Depuis que Jennifer est à côté d'elle en cours de maths, elles se sont mises à discuter et se sont découvert une passion commune, celle du shopping et du maquillage. Jennifer est même arrivée en début de semaine avec le vernis à ongles qu'elle lui avait conseillé. La rouquine en avait été à la fois surprise et flattée.

Mais c'est la première fois que l'adolescente reçoit une invitation de sa part. Maéline sent ses joues chauffer doucement, son cœur battre un peu plus vite. Cette tiédeur repousse quelque peu le vent givré qui la secouait quelques instants plus tôt.

Les doigts cherchent dans le carnet de contacts ; s'arrêtent sur le prénom d'Emma.

Salut ma belle, je viens de recevoir une invitation de Jennifer pour ce soir, t'en es ? Bises !

La réponse ne tarde pas.

Salut Maé, non rien reçu. Y'a une chanceuse parmi nous ;) Vas y et raconte-moi tout lundi ! Kiss kiss.

Y aller seule ? Son ventre se noue. Sa main hésite davantage.

Refuser ? Ce serait prendre le risque que Jennifer s'éloigne, mais surtout, cela signifie rester ici, dans cette coquille vide, à fêter ses quinze ans derrière une porte désespéramment close.

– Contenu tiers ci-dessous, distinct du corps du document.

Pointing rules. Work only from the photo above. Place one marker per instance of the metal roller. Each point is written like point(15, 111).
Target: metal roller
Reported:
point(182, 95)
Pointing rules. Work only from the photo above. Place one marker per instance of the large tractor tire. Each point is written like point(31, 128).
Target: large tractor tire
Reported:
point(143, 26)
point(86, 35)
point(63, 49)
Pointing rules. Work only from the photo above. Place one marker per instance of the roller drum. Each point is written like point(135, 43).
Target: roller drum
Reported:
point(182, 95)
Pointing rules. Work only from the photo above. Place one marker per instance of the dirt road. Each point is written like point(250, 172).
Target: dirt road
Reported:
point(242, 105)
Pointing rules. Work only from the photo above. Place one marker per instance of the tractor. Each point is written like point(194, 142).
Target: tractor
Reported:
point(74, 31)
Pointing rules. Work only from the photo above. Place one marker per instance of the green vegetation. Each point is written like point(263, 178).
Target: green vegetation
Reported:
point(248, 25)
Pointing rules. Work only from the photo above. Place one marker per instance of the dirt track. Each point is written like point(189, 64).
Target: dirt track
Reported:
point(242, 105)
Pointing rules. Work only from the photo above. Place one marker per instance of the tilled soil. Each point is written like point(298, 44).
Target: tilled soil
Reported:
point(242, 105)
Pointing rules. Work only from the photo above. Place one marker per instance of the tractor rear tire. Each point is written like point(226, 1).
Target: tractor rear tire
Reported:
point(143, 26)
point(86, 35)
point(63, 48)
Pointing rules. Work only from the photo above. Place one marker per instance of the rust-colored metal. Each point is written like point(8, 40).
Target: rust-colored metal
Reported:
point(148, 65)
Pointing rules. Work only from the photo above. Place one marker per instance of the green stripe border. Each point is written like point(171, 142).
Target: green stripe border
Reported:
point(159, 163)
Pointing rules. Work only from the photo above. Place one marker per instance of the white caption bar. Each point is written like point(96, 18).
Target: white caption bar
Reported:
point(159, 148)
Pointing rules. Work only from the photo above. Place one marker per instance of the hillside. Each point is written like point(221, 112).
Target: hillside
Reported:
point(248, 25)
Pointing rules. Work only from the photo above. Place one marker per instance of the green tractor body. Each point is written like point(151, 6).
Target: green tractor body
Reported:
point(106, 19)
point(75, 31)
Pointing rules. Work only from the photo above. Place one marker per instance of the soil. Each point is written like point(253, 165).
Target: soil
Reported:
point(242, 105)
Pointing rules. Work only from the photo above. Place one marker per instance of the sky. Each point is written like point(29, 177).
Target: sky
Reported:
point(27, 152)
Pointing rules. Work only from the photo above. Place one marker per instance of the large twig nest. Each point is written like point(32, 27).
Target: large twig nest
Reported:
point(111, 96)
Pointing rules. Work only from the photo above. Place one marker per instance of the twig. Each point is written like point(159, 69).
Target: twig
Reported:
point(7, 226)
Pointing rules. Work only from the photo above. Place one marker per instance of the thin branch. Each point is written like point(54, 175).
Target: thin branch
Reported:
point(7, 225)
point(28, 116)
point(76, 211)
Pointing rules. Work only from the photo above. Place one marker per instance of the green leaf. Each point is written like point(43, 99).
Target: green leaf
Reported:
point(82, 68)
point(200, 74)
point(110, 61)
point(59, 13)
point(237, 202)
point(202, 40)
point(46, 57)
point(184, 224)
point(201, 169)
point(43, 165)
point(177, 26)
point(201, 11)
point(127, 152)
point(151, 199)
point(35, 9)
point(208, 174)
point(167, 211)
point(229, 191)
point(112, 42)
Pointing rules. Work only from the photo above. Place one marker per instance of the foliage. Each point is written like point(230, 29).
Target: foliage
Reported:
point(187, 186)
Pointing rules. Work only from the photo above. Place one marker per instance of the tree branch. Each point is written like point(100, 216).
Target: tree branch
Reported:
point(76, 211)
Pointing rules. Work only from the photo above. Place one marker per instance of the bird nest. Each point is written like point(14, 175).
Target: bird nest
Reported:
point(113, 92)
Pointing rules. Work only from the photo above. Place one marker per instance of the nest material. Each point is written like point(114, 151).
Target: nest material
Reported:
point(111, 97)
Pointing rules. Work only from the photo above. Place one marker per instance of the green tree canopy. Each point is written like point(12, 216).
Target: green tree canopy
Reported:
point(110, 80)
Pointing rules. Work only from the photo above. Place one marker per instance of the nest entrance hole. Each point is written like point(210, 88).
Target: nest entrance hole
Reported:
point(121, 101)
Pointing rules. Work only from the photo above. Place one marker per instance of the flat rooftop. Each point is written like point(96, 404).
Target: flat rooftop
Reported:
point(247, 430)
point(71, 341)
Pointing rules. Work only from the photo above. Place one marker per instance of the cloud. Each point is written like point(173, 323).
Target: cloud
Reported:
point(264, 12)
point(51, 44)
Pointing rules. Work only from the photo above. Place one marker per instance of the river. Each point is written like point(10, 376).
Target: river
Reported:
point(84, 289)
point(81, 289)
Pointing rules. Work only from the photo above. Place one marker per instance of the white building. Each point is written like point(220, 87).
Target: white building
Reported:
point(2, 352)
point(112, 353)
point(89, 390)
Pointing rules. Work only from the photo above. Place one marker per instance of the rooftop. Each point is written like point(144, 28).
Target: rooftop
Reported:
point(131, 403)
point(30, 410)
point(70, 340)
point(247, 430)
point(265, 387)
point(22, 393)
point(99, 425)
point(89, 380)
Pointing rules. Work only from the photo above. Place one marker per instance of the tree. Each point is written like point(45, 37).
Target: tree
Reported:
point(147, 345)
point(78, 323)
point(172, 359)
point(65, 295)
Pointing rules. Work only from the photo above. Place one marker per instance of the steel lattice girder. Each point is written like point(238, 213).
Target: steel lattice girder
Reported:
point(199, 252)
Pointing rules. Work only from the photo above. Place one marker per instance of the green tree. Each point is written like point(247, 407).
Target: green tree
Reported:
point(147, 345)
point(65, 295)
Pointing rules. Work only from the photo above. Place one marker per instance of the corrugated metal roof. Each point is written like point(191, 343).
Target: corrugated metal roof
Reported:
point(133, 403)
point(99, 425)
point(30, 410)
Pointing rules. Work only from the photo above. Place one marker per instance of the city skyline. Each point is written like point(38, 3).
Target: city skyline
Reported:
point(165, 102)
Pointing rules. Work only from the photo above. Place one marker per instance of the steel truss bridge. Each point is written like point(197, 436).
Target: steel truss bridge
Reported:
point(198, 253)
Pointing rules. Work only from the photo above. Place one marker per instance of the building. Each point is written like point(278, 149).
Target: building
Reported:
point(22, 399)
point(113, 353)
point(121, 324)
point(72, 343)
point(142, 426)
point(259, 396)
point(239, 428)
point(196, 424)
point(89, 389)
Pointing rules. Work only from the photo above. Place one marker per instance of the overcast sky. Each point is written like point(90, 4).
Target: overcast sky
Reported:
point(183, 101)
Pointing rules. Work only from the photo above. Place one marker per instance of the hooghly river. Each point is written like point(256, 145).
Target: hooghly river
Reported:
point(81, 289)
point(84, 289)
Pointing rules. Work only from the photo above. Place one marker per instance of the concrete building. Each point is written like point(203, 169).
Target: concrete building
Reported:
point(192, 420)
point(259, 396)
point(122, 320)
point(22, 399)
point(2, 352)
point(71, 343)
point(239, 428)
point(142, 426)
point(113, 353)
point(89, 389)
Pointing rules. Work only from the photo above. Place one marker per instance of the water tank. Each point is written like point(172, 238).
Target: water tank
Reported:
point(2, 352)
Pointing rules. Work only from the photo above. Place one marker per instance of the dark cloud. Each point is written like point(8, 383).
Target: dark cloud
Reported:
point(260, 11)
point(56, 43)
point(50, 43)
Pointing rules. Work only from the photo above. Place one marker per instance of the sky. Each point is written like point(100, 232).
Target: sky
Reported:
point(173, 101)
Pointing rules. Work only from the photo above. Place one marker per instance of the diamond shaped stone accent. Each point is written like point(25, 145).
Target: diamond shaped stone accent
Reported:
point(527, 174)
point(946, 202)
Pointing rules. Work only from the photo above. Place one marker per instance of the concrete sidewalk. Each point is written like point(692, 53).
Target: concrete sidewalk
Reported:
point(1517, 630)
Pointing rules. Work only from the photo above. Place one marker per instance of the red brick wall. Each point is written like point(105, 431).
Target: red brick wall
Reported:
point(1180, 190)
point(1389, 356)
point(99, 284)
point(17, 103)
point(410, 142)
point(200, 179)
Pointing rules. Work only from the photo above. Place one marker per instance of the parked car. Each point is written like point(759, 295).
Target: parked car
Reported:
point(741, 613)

L'adolescente se redresse, ferme les yeux et inspire profondément. Elle expire d'un coup tout en secouant sa volumineuse tignasse frisée. Ne pas réfléchir ! De toute façon, ici c'est pourri ! Qu'est-ce que je risque après tout ?

Salut Jennifer, je rapporte quelque chose ? Tu peux me filer ton adresse ?

À demain. Trop hâte !

La rouquine se laisse tomber sur le matelas, un sourire aux lèvres. Qui sera là ? Il y aura forcément Louane et Elodie. Charlie avec ses potes. Donc, Mattéo devrait être là aussi. Faut trop que j'essaie de lui parler ! Qui ne tente rien, n'a rien. Mon top dos nu sera parfait. Je crois qu'il aime pas trop le maquillage appuyé donc un truc sexy mais léger : un peu de vert sur les yeux, et si j'ose le rouge à lèvres acheté ce weekend... Trop pétant la couleur ? Un gloss ? C'est trop dur de choisir !

Nouveau sms à Emma :

-Gloss à paillettes ou le rouge à lèvres qu'on a pris ensemble le weekend dernier ?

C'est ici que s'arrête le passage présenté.